# how to treat/stain douglas fir for less red



## falcon7 (Apr 10, 2010)

does anyone have experience turning doug fir into greyed or lighter
lumber with less red in finish. have kd stud fir and want to have a
light honey or gray effect and wonder if anyone has tried pickling this
or use a driftwood gray product and what end result is or if i were
to use an oak or light pine sort of stain...some say best to just put
down clear finish to keep wood from becoming dark. still, i am
interested in a color added to counteract darker red tones in wood.
thanks


----------



## cabinetman (Jul 5, 2007)

*WELCOME TO THE FORUM*

Oil base pickling mixes work very well. You can make your own with oil base paint and mineral spirits. Experiment with ratios and colors. Mixes should be at least 50% or more mineral spirits.

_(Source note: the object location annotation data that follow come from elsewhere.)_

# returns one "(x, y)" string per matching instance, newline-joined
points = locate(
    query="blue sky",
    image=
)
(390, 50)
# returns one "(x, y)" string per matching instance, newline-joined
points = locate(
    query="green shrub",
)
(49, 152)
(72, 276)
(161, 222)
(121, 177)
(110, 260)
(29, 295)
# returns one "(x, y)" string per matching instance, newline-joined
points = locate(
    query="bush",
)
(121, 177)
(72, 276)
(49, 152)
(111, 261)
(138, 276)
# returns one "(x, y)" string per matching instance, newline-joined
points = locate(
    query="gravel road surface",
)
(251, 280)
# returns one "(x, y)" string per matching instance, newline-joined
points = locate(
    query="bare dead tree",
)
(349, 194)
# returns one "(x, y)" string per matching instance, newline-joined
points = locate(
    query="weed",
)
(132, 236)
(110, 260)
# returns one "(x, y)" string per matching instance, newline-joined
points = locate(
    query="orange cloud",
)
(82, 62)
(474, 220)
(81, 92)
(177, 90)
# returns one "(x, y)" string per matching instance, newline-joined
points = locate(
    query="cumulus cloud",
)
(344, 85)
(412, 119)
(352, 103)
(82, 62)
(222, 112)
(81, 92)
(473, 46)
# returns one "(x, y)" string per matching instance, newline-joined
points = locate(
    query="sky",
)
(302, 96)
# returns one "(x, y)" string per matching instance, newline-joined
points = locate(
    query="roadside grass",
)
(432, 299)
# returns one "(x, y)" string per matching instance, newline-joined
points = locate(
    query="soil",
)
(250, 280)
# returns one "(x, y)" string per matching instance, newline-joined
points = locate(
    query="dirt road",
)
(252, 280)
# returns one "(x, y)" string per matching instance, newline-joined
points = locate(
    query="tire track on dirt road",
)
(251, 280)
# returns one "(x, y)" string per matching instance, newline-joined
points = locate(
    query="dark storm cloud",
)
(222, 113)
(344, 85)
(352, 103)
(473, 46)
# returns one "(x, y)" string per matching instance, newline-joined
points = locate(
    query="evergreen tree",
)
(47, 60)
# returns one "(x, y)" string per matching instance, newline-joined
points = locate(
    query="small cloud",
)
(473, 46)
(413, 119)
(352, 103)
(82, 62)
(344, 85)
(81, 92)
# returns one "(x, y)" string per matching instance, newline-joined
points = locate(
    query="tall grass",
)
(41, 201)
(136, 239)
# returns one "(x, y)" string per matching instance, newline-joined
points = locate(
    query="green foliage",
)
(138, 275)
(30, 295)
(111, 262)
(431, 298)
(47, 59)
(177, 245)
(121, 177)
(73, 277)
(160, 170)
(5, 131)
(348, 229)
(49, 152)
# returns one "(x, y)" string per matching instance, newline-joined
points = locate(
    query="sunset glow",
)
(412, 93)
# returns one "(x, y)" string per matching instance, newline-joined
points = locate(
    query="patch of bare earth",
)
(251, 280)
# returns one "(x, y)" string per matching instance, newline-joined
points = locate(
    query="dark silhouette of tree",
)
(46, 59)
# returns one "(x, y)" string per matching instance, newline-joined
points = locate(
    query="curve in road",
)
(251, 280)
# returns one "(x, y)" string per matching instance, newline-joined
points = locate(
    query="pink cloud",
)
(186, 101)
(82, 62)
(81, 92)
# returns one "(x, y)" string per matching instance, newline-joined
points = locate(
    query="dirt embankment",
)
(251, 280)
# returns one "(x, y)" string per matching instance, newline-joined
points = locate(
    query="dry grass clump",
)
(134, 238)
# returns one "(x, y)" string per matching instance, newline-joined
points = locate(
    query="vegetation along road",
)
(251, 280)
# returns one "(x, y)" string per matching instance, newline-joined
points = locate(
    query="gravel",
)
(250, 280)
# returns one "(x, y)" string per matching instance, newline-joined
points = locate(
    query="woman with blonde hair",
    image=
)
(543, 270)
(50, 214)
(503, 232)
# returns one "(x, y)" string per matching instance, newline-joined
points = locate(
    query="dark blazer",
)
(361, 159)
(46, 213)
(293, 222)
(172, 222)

Gray's would be a white additive with black added to get the gray.


----------



## falcon7 (Apr 10, 2010)

*re staining doug fir*

thanks for yr suggestions on pickling the wood do you think this will
be nice effect-will the wood be a light pink or will it actually turn grey?
i suppose it depends on how pigmented stain is and how many coats.
am also wondering if doug fir looks better just as is-i do not have
experience with this wood and am an amateur. anyone who knows
doug fir well and has knowledge of what is the prettiest effect, any
ideas would be appreciated thanks this is doug fir stud lumber and
will be used in interior wall.


----------